Given this history, why did the traditional and conservative Orthodox Church sign on with the NCC in the first place? The Orthodox Church, the second largest church in the world, with 216 million adherents, was long divided in North America along ethnic lines. Only three American jursidictions — the Antiochian Orthodox, which is primarily composed of Arab Christians; the Orthodox Church in America, which is of Russian heritage; and the Greek Orthodox — have belonged to the NCC. The answer is that most Orthodox in these jurisdictions were unaware of the NCC’s activist past. Despite having a presence on American soil for more than 200 years (through Russian missionary work in Alaska that spread to California, then New York), the American Orthodox are only now coming into their own. The majority of Orthodox Christians came to America during the great waves of immigration early in the last century and it took several generations for assimilation to take place. Only recently have American converts joined the ranks.
The fall of Communism prompted an NCC makeover that obscured their leftist orientation. Brown’s mea culpa was part of this effort, as was the toning down of radical language and the relative silence on divisive moral issues that threatened to alienate a more conservative constituency. The NCC went shopping for social respectability at the same time that the Orthodox sought a venue to make their faith more visible in American society. Each found the other and decided to give union a shot.

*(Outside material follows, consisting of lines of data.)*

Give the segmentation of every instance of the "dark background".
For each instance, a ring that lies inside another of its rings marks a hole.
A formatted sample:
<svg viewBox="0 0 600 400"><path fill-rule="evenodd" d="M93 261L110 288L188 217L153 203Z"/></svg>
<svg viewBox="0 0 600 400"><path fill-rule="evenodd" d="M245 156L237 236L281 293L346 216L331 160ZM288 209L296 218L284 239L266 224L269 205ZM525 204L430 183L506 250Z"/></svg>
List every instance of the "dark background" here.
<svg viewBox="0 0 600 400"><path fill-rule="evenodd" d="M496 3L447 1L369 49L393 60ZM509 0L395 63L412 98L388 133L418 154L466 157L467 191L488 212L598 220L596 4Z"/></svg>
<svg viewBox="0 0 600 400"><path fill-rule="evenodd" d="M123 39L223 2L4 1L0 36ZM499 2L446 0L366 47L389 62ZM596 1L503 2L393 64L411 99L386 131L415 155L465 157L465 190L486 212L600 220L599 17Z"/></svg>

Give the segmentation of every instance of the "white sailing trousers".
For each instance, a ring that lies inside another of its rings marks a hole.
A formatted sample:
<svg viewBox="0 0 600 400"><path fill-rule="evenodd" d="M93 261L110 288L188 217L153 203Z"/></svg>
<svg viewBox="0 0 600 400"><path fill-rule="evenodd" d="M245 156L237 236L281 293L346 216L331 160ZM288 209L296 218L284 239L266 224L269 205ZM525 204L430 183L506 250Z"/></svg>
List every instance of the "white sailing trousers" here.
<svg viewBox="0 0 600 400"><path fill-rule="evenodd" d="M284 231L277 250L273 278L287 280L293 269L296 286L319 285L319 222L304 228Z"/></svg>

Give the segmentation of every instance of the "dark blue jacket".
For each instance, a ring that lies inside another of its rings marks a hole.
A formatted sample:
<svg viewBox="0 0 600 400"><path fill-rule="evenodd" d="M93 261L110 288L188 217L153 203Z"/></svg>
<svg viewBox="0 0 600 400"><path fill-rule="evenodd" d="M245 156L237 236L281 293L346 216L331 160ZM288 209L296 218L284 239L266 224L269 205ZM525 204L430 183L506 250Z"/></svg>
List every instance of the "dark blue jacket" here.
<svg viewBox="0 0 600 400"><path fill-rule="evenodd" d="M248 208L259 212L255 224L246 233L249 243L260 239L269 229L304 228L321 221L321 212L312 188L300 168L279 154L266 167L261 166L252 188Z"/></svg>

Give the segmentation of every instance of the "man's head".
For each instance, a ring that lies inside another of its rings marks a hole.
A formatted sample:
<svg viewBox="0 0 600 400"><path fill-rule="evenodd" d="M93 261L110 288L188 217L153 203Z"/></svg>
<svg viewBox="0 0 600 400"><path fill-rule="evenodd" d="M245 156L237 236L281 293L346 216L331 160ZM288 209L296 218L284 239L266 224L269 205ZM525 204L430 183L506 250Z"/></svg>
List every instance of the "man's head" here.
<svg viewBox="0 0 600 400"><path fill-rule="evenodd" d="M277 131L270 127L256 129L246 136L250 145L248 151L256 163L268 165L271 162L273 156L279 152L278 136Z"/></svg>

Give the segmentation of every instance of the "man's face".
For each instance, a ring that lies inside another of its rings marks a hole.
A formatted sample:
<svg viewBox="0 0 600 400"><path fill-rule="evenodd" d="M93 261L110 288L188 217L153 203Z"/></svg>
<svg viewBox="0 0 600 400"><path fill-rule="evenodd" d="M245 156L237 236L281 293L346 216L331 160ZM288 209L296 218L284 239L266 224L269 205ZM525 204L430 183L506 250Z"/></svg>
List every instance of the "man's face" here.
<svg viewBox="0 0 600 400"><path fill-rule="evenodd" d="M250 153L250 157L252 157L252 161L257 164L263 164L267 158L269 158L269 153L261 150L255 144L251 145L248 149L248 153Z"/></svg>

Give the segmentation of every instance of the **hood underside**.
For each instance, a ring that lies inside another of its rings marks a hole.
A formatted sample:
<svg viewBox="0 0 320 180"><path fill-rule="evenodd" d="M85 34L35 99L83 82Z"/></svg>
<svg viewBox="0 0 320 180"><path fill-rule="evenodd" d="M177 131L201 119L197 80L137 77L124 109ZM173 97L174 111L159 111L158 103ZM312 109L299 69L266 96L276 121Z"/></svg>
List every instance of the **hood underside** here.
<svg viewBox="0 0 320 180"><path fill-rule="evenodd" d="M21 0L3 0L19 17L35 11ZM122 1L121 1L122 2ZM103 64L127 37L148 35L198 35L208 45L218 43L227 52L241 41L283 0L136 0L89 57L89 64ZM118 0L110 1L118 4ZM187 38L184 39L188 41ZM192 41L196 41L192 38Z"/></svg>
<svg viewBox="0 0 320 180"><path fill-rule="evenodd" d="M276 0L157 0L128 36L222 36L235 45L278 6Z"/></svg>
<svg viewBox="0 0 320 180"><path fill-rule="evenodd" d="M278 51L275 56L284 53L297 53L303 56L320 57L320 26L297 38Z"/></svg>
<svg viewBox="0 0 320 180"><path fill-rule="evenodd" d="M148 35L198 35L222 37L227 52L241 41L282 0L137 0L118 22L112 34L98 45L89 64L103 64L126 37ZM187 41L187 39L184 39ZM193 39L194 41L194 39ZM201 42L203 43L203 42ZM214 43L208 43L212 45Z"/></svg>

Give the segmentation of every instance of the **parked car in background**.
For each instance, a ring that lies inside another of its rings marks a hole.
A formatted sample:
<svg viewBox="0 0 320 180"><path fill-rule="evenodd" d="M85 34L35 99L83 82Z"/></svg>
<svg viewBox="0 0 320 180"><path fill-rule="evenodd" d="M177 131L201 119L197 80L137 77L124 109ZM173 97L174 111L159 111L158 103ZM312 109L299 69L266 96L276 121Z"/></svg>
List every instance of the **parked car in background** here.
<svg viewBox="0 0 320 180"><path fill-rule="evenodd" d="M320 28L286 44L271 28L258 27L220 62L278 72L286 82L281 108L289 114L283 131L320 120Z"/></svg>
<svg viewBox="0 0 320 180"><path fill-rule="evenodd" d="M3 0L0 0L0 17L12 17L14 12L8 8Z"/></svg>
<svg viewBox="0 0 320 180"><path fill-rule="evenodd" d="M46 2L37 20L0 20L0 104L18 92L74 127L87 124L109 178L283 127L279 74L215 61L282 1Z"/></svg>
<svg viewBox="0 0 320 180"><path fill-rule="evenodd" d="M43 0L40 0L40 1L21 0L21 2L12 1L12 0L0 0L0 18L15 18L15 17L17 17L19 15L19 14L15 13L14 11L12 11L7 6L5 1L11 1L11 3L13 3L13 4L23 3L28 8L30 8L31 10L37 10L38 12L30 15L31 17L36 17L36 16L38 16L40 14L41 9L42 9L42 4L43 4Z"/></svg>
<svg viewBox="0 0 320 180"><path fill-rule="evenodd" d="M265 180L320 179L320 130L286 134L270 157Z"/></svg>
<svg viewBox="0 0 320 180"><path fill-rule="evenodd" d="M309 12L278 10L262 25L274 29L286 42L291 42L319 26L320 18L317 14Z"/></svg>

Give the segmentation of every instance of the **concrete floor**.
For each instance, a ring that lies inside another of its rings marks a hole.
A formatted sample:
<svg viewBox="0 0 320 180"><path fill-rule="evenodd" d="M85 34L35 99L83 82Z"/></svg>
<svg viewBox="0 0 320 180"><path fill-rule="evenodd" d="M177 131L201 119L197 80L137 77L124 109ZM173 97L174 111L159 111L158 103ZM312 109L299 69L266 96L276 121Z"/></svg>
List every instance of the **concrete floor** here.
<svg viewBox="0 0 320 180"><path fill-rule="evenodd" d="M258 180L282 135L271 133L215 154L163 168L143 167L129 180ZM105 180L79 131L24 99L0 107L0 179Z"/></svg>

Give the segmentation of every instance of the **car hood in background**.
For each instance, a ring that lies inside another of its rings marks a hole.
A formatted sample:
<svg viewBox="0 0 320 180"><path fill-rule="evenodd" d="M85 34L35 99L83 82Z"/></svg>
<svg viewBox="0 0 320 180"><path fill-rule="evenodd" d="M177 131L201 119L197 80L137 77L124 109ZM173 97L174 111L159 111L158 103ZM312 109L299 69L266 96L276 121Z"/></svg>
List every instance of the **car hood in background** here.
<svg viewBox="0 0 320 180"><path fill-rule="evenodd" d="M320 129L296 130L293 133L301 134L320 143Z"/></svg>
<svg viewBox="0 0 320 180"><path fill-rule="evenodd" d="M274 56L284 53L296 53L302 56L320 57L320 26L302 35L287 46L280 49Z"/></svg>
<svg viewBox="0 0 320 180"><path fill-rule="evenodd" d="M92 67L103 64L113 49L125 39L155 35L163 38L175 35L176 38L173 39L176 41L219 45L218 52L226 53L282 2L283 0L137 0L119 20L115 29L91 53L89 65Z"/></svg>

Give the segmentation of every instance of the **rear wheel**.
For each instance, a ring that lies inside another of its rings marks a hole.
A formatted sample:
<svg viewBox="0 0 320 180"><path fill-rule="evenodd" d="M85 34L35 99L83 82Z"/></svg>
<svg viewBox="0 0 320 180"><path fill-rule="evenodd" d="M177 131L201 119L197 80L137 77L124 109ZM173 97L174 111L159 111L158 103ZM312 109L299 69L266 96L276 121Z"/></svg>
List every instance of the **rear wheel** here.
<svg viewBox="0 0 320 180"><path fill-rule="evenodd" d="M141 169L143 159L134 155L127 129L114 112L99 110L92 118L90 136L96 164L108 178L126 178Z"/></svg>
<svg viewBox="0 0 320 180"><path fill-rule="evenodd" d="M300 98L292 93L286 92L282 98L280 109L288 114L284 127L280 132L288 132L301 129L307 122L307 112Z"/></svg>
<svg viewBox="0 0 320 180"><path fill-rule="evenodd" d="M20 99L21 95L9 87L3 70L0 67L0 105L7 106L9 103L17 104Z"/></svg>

It was an uneven marriage from the star, with the NCC acting as hen-pecked suitor. The Orthodox contribute no funding to the NCC; a problem the NCC overlooks because Orthodox history and tradition lend an air of moral legitimacy and authority that the NCC could never muster on its own. Clearly the NCC needs the Orthodox a lot more than the reverse.
Most informed Orthodox have always been uneasy of the relationship with the NCC but reasoned that an imperfect relationship might be better than none at all. However, when word got out that NCC President Rev. Bob Edgar was actively courting George Soros and other like-minded benefactors, the Antiochian Orthodox Church took notice and began to ask questions.
Then Edgar signed a declaration against gay marriage along with the National Conference of Catholic Bishops, the Southern Baptist Convention, and the National Association of Evangelicals, causing outrage in his Lesbian, Gay, and Transgender delegation. They demanded he change his tune, and Edgar dutifully complied. He apologized, removed his signature, and assured the delegation that the NCC stands behind gay marriage. The proved the last straw for the Antiochian Orthodox.
The dustbin of history
The Antiochian withdrawal may be a sign of things to come. Within the Orthodox communion, only the Orthodox Church in America (OCA – formerly Russian Orthodox Church) and the Greek Orthodox remain NCC members. The OCA is debating the issue behind closed doors, with some rancor if reports are correct. A parliamentary maneuver narrowly avoided a vote at their national assembly earlier this summer that observers say would have resulted in an NCC ouster. Given that many OCA families have first hand experience with Communist oppression, the exposure of the NCC as a Communist fellow traveler should help close the question.
Complete Orthodox withdrawal leaves the NCC beholden to the declining mainstream of American Protestantism. (Catholics and Evangelical Protestants refuse to join.) NCC member churches comprise about a quarter of American Christians and their numbers decline every year. Only the conservative churches are growing. The Antiochian Orthodox decision pushes the NCC one step closer to the dustbin of history – where it belongs.